The rate information is being digitized is speeding up with new databases being made available online. The bad news is that you are never done. The good news is you get to dig forever! 

A lot of editing and proofreading awaits me but now I can start looking for a publisher and I can relax and enjoy my next trip to Maine. I hope to find more pieces of the puzzle on my next trip but all I have to do is plug in those bits. I shouldn't have to do major rewriting or even add any more people into the tree. (famous last words!)

My research and writing over the last few days has made me realize how lucky I am personally that my father and his father survived. Though I knew there was a constant theme of tuberculosis deaths throughout the generations in Maine, my family landed in Lynn, Massachusetts, in the late 1800s. I kept seeing occasional deaths but when I got into my great grandparents' generation, I realized that tuberculosis had become a scourge.

Tuberculosis reached its heights after industrilization began. Instead of associating with a limited amount of people, workers joined large groups making it easier to get TB. The overcrowding and lack of sanitation in the industrialized residential areas also had an major impact.

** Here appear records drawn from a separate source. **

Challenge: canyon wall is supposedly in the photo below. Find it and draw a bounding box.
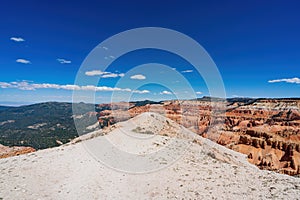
[98,98,300,175]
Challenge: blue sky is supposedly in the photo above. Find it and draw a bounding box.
[0,0,300,104]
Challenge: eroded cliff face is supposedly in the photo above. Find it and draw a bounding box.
[98,99,300,175]
[0,144,35,158]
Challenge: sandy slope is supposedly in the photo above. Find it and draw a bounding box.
[0,113,300,199]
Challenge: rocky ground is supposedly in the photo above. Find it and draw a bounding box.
[98,98,300,175]
[0,113,300,199]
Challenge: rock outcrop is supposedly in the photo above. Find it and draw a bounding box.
[0,144,35,158]
[98,98,300,175]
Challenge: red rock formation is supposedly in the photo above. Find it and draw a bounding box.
[0,144,35,158]
[99,99,300,175]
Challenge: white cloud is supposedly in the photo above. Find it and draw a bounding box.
[101,72,125,78]
[16,58,31,64]
[181,69,193,73]
[160,90,172,95]
[268,77,300,84]
[56,58,72,64]
[132,90,150,94]
[85,70,125,78]
[130,74,146,80]
[0,81,150,94]
[85,70,107,76]
[10,37,25,42]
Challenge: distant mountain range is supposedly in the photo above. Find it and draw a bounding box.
[0,97,300,175]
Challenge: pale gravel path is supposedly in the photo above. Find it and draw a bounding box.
[0,113,300,199]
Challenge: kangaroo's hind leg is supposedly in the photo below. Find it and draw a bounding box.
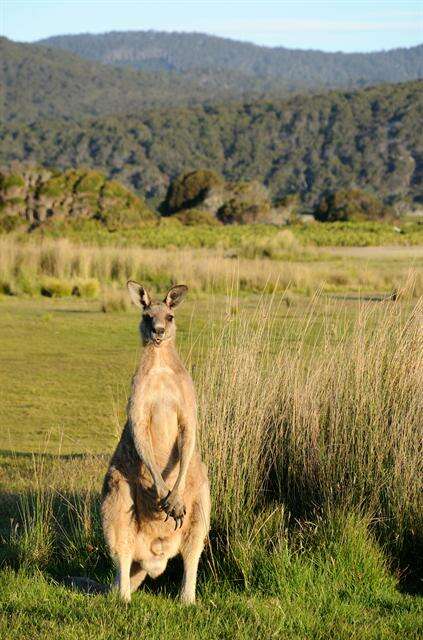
[180,481,210,604]
[101,468,136,602]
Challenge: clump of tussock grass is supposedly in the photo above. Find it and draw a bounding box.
[196,292,423,568]
[0,236,423,297]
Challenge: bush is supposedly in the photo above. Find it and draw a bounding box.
[217,180,271,224]
[314,189,390,222]
[174,209,220,227]
[162,169,224,214]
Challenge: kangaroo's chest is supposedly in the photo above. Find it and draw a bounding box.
[142,366,182,465]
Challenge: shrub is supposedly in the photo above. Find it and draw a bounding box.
[174,209,224,227]
[314,189,389,222]
[217,180,270,224]
[163,169,224,214]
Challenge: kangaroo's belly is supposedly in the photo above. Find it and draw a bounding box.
[147,368,181,469]
[150,400,179,472]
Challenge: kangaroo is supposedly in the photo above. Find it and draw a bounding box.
[101,281,210,603]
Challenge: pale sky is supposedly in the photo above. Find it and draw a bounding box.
[0,0,423,51]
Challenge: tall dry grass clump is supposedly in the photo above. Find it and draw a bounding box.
[196,290,423,553]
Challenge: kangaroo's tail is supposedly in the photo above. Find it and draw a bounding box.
[64,576,111,595]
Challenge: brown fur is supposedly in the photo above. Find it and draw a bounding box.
[101,282,210,603]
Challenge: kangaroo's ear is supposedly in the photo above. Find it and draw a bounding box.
[126,280,151,309]
[163,284,188,309]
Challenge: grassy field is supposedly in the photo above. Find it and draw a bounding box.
[27,218,423,250]
[0,243,423,640]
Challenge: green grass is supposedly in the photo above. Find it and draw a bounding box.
[0,296,340,454]
[24,218,423,249]
[0,294,423,640]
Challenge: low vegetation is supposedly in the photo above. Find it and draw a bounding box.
[0,296,423,639]
[0,238,423,306]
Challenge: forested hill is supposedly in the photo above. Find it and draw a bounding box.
[41,31,423,88]
[0,38,232,122]
[0,82,423,204]
[0,33,423,122]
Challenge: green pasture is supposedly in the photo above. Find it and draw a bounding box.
[0,282,423,640]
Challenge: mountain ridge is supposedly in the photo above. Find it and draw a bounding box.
[0,81,423,207]
[38,31,423,87]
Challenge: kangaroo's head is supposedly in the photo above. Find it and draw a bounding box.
[127,280,188,347]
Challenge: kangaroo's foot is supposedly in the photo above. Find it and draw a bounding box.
[160,491,186,530]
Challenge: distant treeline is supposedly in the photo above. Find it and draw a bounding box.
[0,79,423,209]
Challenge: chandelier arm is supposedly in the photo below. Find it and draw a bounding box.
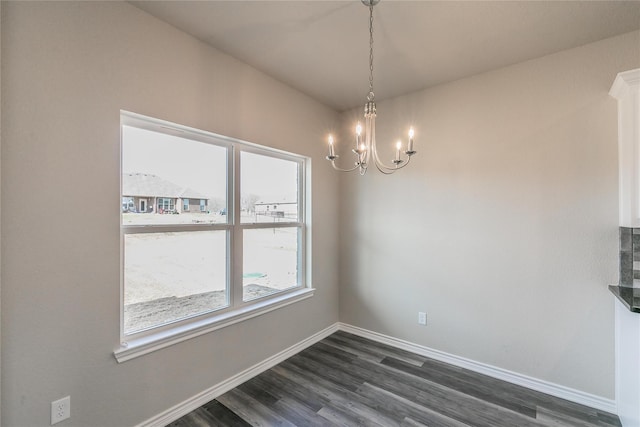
[331,160,366,172]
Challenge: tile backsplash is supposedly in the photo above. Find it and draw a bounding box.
[620,227,640,287]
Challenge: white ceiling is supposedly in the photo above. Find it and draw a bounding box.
[130,0,640,111]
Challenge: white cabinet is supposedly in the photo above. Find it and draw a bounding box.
[609,69,640,427]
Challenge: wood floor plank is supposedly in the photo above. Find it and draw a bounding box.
[272,362,399,427]
[169,331,620,427]
[216,388,295,427]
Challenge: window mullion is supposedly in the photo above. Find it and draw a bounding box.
[229,145,243,307]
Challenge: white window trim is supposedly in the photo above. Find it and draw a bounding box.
[114,110,315,363]
[113,288,315,363]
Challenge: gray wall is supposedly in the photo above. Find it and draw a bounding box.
[340,32,640,399]
[1,2,338,427]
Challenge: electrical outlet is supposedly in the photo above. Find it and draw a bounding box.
[418,311,427,325]
[51,396,71,425]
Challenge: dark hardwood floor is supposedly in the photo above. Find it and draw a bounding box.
[169,332,620,427]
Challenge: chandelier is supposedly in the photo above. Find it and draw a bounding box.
[326,0,416,175]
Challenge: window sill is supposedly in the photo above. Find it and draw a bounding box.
[113,288,315,363]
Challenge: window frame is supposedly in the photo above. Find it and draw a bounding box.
[114,110,314,362]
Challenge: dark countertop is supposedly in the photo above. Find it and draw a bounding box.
[609,285,640,313]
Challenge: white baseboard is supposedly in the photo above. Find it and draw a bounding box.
[338,323,617,414]
[137,323,338,427]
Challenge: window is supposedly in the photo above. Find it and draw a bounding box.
[115,112,312,361]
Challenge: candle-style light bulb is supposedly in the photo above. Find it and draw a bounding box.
[354,122,362,153]
[407,128,414,153]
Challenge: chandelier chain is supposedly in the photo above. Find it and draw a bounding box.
[367,1,375,101]
[326,0,416,175]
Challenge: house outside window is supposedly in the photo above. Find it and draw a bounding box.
[115,112,313,361]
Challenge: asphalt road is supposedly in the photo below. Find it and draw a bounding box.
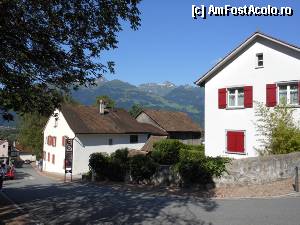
[4,166,300,225]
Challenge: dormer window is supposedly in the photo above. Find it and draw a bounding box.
[256,53,264,68]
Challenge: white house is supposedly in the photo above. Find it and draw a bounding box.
[43,104,166,175]
[0,140,8,158]
[195,32,300,158]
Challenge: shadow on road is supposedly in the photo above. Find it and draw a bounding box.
[7,183,218,225]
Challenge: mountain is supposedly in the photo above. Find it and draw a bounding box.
[138,81,176,96]
[72,79,204,127]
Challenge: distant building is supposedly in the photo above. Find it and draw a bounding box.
[43,103,167,174]
[136,109,201,144]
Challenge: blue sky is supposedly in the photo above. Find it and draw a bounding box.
[104,0,300,85]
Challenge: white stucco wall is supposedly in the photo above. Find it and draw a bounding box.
[0,141,8,157]
[73,134,148,174]
[43,110,75,173]
[205,38,300,158]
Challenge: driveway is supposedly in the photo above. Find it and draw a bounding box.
[0,163,300,225]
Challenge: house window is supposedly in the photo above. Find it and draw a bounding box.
[130,135,139,144]
[256,53,264,67]
[226,131,245,154]
[278,83,299,105]
[227,88,244,108]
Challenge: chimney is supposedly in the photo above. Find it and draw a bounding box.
[99,99,105,115]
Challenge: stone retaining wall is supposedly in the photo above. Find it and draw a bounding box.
[214,152,300,186]
[151,152,300,187]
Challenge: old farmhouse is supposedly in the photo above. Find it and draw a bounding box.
[136,109,201,144]
[43,104,167,174]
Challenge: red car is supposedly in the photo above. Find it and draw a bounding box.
[5,166,15,180]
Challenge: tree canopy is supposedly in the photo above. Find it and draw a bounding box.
[0,0,140,119]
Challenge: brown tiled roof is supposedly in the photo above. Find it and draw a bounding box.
[61,105,165,135]
[141,135,167,152]
[142,109,201,132]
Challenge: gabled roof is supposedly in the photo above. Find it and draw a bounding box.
[61,105,165,135]
[194,32,300,86]
[137,109,201,132]
[141,135,167,152]
[0,140,7,145]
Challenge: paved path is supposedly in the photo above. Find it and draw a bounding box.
[0,166,300,225]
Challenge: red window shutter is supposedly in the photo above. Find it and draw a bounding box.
[298,81,300,105]
[266,84,277,107]
[52,137,56,147]
[218,88,226,109]
[244,86,253,108]
[227,131,235,152]
[227,131,245,153]
[235,132,245,153]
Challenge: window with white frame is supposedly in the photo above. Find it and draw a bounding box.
[278,83,299,105]
[227,88,244,108]
[256,53,264,67]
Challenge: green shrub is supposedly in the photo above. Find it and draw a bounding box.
[179,148,205,161]
[174,148,230,184]
[205,157,231,177]
[151,139,184,165]
[89,153,109,180]
[89,149,129,181]
[130,155,158,183]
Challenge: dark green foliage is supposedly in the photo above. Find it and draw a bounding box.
[0,128,19,143]
[89,153,109,180]
[89,149,128,181]
[130,155,159,183]
[0,0,140,119]
[151,139,184,165]
[255,102,300,155]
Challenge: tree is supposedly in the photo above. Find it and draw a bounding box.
[18,113,48,158]
[255,103,300,155]
[0,0,140,120]
[129,104,143,118]
[94,95,116,108]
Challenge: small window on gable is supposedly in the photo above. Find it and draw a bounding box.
[130,135,139,144]
[256,53,264,68]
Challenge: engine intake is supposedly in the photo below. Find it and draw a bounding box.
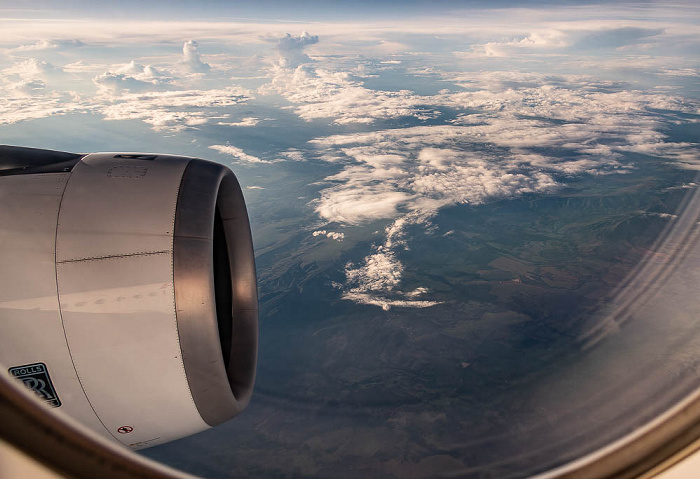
[0,147,258,448]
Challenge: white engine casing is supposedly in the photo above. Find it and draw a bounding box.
[0,153,258,449]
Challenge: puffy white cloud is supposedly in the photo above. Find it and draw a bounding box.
[311,72,698,309]
[311,230,345,241]
[3,58,61,80]
[276,32,318,68]
[260,65,438,125]
[92,72,155,92]
[10,39,84,53]
[209,145,268,163]
[5,79,46,96]
[218,116,260,126]
[92,61,172,93]
[95,87,251,131]
[181,40,211,73]
[0,93,93,125]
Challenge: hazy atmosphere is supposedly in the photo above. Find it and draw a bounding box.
[0,2,700,478]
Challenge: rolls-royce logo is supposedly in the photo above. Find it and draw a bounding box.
[9,363,61,407]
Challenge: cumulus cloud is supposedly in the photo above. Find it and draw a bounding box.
[95,87,251,131]
[181,40,211,73]
[311,72,697,309]
[276,32,318,68]
[462,27,664,57]
[311,230,345,241]
[209,145,268,163]
[260,65,439,125]
[5,80,46,96]
[10,39,84,53]
[218,116,260,126]
[3,58,61,80]
[92,61,172,93]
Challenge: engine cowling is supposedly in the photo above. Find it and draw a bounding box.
[0,147,258,449]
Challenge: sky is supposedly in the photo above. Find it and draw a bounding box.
[0,1,700,309]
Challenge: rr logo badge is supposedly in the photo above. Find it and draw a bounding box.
[9,363,61,407]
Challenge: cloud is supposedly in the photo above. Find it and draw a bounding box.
[181,40,211,73]
[5,79,46,96]
[462,27,664,58]
[311,72,698,309]
[311,230,345,241]
[10,39,85,52]
[276,32,318,68]
[260,65,439,125]
[3,58,61,79]
[92,72,156,92]
[574,27,664,50]
[92,61,172,93]
[209,145,269,163]
[218,116,260,126]
[95,87,251,131]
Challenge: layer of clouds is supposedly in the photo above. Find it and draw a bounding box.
[260,65,438,125]
[10,39,85,53]
[312,72,698,309]
[276,32,318,68]
[209,145,267,163]
[182,40,211,73]
[94,87,251,131]
[311,230,345,241]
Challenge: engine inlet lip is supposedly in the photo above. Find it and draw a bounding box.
[173,159,258,426]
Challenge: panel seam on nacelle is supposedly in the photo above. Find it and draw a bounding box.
[56,250,171,264]
[170,159,202,427]
[53,155,119,441]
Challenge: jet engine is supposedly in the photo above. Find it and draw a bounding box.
[0,146,258,449]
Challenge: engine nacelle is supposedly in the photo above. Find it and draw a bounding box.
[0,147,258,448]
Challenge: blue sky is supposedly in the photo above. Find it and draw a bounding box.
[0,2,700,308]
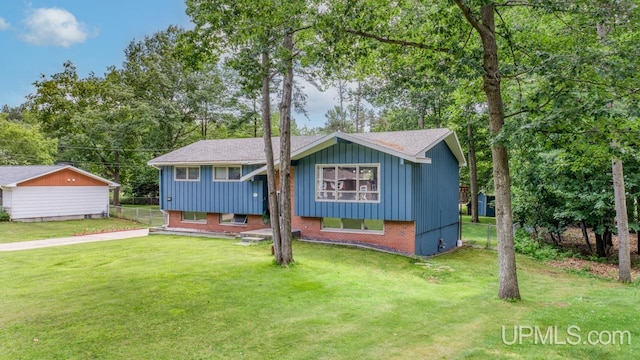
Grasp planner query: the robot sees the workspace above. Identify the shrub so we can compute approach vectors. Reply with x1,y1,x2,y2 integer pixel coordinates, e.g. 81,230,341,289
514,229,571,261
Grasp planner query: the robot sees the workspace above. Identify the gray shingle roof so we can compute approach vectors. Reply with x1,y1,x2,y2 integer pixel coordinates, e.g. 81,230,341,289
0,165,66,186
149,135,322,165
348,129,451,156
148,129,464,165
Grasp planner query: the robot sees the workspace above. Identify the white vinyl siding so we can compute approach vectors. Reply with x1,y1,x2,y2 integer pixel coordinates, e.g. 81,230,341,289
0,189,12,213
10,186,109,219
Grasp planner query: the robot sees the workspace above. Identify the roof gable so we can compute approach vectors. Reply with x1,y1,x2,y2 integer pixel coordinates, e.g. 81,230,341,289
0,165,119,187
148,129,466,166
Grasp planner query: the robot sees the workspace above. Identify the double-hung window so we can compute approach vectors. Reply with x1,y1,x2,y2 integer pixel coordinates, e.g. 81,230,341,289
174,166,200,181
213,166,242,181
316,164,380,203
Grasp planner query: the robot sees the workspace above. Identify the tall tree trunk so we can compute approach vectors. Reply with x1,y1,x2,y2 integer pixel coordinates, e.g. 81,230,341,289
580,221,593,254
262,51,281,254
596,233,607,258
467,115,480,223
113,150,120,206
355,81,360,133
611,158,631,282
418,106,427,129
454,0,520,300
275,33,293,266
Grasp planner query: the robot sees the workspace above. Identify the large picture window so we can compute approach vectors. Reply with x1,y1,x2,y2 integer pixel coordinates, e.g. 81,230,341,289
174,166,200,181
316,164,380,202
213,166,242,181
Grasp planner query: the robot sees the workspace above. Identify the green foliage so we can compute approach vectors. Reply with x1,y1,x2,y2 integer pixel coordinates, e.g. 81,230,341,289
0,113,58,165
514,229,571,261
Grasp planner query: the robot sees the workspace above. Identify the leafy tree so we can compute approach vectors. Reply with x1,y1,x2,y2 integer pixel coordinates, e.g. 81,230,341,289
322,0,520,299
30,63,149,205
0,113,58,165
187,0,308,266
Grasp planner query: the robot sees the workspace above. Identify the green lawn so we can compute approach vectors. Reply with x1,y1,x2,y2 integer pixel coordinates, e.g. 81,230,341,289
0,235,640,359
0,218,145,244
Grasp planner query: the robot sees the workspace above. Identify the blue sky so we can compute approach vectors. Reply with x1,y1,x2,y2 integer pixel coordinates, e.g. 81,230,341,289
0,0,330,127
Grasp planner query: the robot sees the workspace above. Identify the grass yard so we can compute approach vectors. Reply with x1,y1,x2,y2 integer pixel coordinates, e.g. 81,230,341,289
462,215,498,249
0,218,145,244
0,235,640,359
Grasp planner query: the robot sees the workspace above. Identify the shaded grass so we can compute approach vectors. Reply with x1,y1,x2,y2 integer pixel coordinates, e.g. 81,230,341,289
0,235,640,359
0,218,145,244
462,215,498,249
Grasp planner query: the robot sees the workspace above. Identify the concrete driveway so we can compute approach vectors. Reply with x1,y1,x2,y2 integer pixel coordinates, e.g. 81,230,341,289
0,229,149,251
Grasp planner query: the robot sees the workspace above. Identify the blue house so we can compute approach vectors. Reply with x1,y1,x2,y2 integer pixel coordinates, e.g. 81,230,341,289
149,129,465,255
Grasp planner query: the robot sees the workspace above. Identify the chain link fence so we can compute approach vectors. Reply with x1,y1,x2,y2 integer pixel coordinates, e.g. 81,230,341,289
109,205,168,226
462,222,498,249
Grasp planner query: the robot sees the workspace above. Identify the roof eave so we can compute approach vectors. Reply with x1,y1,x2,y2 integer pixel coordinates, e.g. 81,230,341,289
418,130,467,167
10,165,120,189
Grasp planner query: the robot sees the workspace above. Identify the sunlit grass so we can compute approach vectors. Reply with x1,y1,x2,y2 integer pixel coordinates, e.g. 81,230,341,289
0,218,146,243
0,235,640,359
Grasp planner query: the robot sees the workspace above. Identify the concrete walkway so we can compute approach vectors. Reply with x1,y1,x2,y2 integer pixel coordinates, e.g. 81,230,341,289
0,229,149,251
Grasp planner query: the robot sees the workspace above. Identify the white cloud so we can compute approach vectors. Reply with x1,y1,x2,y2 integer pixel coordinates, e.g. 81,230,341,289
0,18,11,31
23,8,88,47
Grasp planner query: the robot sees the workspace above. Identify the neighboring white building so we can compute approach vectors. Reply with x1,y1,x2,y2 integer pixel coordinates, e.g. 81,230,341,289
0,165,119,221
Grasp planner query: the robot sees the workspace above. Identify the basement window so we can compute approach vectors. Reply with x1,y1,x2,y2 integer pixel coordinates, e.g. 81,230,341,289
220,213,247,225
322,218,384,234
213,166,242,181
182,211,207,224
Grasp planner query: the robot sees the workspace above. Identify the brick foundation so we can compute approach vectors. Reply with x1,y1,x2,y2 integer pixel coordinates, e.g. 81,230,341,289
167,211,270,234
292,216,416,254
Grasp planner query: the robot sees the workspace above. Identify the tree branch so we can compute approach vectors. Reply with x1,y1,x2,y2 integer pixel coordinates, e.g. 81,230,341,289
345,29,451,53
453,0,491,36
504,89,563,119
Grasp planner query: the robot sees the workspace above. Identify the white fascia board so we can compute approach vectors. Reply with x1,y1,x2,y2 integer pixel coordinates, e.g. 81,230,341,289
11,165,120,188
147,160,264,168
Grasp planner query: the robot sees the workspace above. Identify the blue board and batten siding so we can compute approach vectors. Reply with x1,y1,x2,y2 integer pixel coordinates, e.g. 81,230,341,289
294,142,416,221
413,142,460,255
160,165,266,215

By the time my family moved into Lynn, there were only three living adults and only two that had children. My great great grandfather's brother, Henry, was the other. He and his wife had three children, all born in Lynn. His wife died in 1883 from bronchitis supposedly but then his daughter died in 1897 and son in 1901 from tuberculosis. The third daughter never had children.

My great great grandparents had ten children between 1870 and 1892. Two died young, two women never married but 17 grandchildren were born by 1909. The oldest son had four children. One of those four died at age 12 in 1908, followed by her mother in 1918 and sister in 1925. They were all tuberculosis deaths. 

Meanwhile, the second son lost his fourth daughter in 1904 and his wife by 1909. Since the daughter only lasted a few months with TB, it's entirely possible that the wife also died from tuberculosis. At some point between 1900 and 1910 my great great grandparents must have realized how dangerous Lynn was. They had witnessed the deaths of at least four grandchildren and one daughter-in-law by 1908. 

They left, moving to Candia, New Hampshire, and back to a farming existence. The third son, my great grandfather, left the state by then, heading for Philadelphia and New Jersey and he didn't lose any children. None of the other children lost spouses or children to TB. By the time the three youngest went out on their own, they were able to truly thrive and prosper though it did take one or more generations for that to happen with their siblings.

I've said from the start of this project that the Scotch-Irish were survivors and that's what my family did.They survived. And I'm glad they did.